Re: Fw: Question on duplicate node elimination

Play the video

Subject: Re: Fw: Question on duplicate node elimination
From: Hermann Stamm-Wilbrandt <STAMMW@xxxxxxxxxx>
Date: Fri, 27 Aug 2010 14:59:56 +0200

Michael,

> ... Instead, whenever you
> are evaluating an operation that returns a node-set, represent that
> node-set as a string containing the generate-id values of the nodes in
> the node-set, space-separated. Elimination of duplicates then reduces to
> an operation on strings: not trivial, but not especially difficult
> either.

yesterdays solution [1] based on id() function was working good.

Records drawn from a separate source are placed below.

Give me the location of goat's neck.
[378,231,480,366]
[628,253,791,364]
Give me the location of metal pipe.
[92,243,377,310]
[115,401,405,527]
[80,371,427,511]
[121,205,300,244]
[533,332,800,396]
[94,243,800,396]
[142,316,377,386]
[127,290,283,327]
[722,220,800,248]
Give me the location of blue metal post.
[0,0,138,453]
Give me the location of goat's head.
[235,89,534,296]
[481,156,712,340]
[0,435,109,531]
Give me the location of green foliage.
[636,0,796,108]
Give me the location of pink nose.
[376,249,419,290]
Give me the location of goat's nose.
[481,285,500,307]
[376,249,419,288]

But I thought again and below single file solution based on applying
key() function twice for duplicate elimination is much better:
* does not need any separately created structure (like idcopy in [1])
* is really short, just a few lines (not counting comments)
* works on ALL major browsers (IE support by David Carlisle's trick [4])

Below are
* execution by xsltproc
* listing of dupelinm3.xsl [2]
* listing of ancestor.xml [3] (open that in browser)

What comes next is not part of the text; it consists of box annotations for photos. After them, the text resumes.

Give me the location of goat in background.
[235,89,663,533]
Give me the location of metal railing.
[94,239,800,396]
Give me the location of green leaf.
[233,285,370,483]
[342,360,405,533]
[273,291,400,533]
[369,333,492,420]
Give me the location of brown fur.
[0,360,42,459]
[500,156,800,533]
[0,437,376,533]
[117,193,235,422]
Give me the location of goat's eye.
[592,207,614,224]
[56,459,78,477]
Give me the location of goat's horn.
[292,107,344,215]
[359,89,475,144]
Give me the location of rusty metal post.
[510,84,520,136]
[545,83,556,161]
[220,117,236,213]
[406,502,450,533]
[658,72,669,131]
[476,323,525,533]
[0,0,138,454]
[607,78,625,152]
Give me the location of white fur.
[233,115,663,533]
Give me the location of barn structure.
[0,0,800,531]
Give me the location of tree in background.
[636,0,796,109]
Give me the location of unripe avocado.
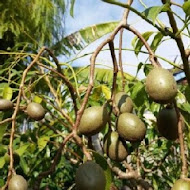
[117,113,146,142]
[104,132,127,162]
[115,92,133,113]
[75,161,106,190]
[27,102,45,121]
[157,107,178,140]
[78,105,109,135]
[0,99,13,111]
[145,67,177,104]
[171,179,190,190]
[8,175,28,190]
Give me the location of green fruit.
[145,67,177,104]
[115,92,133,113]
[4,153,10,164]
[27,102,45,121]
[0,99,13,111]
[8,175,28,190]
[157,107,178,140]
[78,106,109,135]
[172,179,190,190]
[104,132,127,162]
[117,113,146,142]
[75,161,106,190]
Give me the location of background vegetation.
[0,0,190,190]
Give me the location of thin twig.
[109,41,118,101]
[124,24,160,67]
[39,47,78,115]
[119,28,125,91]
[34,132,74,190]
[0,118,12,125]
[2,47,45,190]
[170,1,182,8]
[162,0,190,86]
[174,102,188,178]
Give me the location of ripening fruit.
[171,179,190,190]
[78,106,109,135]
[104,132,127,162]
[8,175,28,190]
[75,161,106,190]
[115,92,133,113]
[157,107,178,140]
[0,99,13,111]
[117,113,146,142]
[145,67,177,104]
[27,102,45,121]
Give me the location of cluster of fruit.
[76,67,190,190]
[0,68,189,190]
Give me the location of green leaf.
[15,144,29,156]
[182,0,190,16]
[134,31,154,55]
[70,0,75,17]
[144,64,154,76]
[0,124,7,142]
[20,157,30,174]
[33,96,42,104]
[92,151,112,190]
[0,156,5,168]
[51,22,119,54]
[150,32,164,51]
[3,86,13,100]
[0,83,9,97]
[38,136,50,151]
[101,85,111,100]
[184,86,190,103]
[142,5,166,24]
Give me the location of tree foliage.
[0,0,190,190]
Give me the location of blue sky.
[62,0,189,78]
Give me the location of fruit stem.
[174,102,188,179]
[178,116,187,178]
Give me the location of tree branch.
[162,0,190,86]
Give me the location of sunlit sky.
[61,0,189,78]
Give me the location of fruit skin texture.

$ xsltproc dupelim3.xsl ancestor3.xml
<html><pre><h2>Duplicate node elimination by applying key() function
twice</h2>
    See <a href="dupelim3.xsl">dupelim3.xsl</a> for details.
    Tested to work with these browsers:
      Chrome
      Firefox
      Internet Explorer
      Opera
      Safari
    (clicking reload shows different ids)


ids(//*)
a      id2619817
+-b    id2619788
! +-c  id2619830
! +-c  id2619802
+-b    id2619245
! +-c  id2619317
! +-c  id2619321
<hr>
ids(//c):
<id>id2619830</id><id>id2619802</id><id>id2619317</id><id>id2619321</id>
<hr>
nodes="ids(//c)"<br>ids($nodes/ancestor::*):
<id>id2619817</id><id>id2619788</id><id>id2619245</id>
</pre></html>
$
$ cat dupelim3.xsl
<xsl:stylesheet version="1.0"
  xmlns:xsl="http://www.w3.org/1999/XSL/Transform"
  xmlns:exslt="http://exslt.org/common"
  xmlns:msxsl="urn:schemas-microsoft-com:xslt"
  exclude-result-prefixes="exslt msxsl"
>
  <xsl:output method="html"/>

  <xsl:key name="nodes-by-genid" match="node()" use="generate-id()"/>


  <xsl:template match="/">

    <!--
         initial node-set sample, represented by <id> nodes
    -->
    <xsl:variable name="nodes">
      <xsl:for-each select="//c">
        <id><xsl:value-of select="generate-id()"/></id>
      </xsl:for-each>
    </xsl:variable>


    <!--
         do ancestor location step
    -->
    <xsl:variable name="result">
      <!--
           application of "ancestor::*" on $nodes;
           $aux might contain duplicate id nodes
      -->
      <xsl:variable name="aux">
        <!--
             use key() function to determine real nodes
        -->
        <xsl:for-each select="key('nodes-by-genid',exslt:node-set
($nodes)/id)">
          <!--
              location step on each real node
          -->
          <xsl:for-each select="ancestor::*">
            <!--
                generate <id>s for new nodes
            -->
            <id><xsl:value-of select="generate-id()"/></id>
          </xsl:for-each>
        </xsl:for-each>
      </xsl:variable>

      <!--
           use key() function for duplicate elimination
      -->
      <xsl:for-each select="key('nodes-by-genid',exslt:node-set($aux)/id)">
        <!--
            generate <id>s, now for unique new nodes
        -->
        <id><xsl:value-of select="generate-id()"/></id>
      </xsl:for-each>
    </xsl:variable>


<html><pre>
    <h2>Duplicate node elimination by applying key() function twice</h2>
    See <a href="dupelim3.xsl">dupelim3.xsl</a> for details.
    Tested to work with these browsers:
      Chrome
      Firefox
      Internet Explorer
      Opera
      Safari
    (clicking reload shows different ids)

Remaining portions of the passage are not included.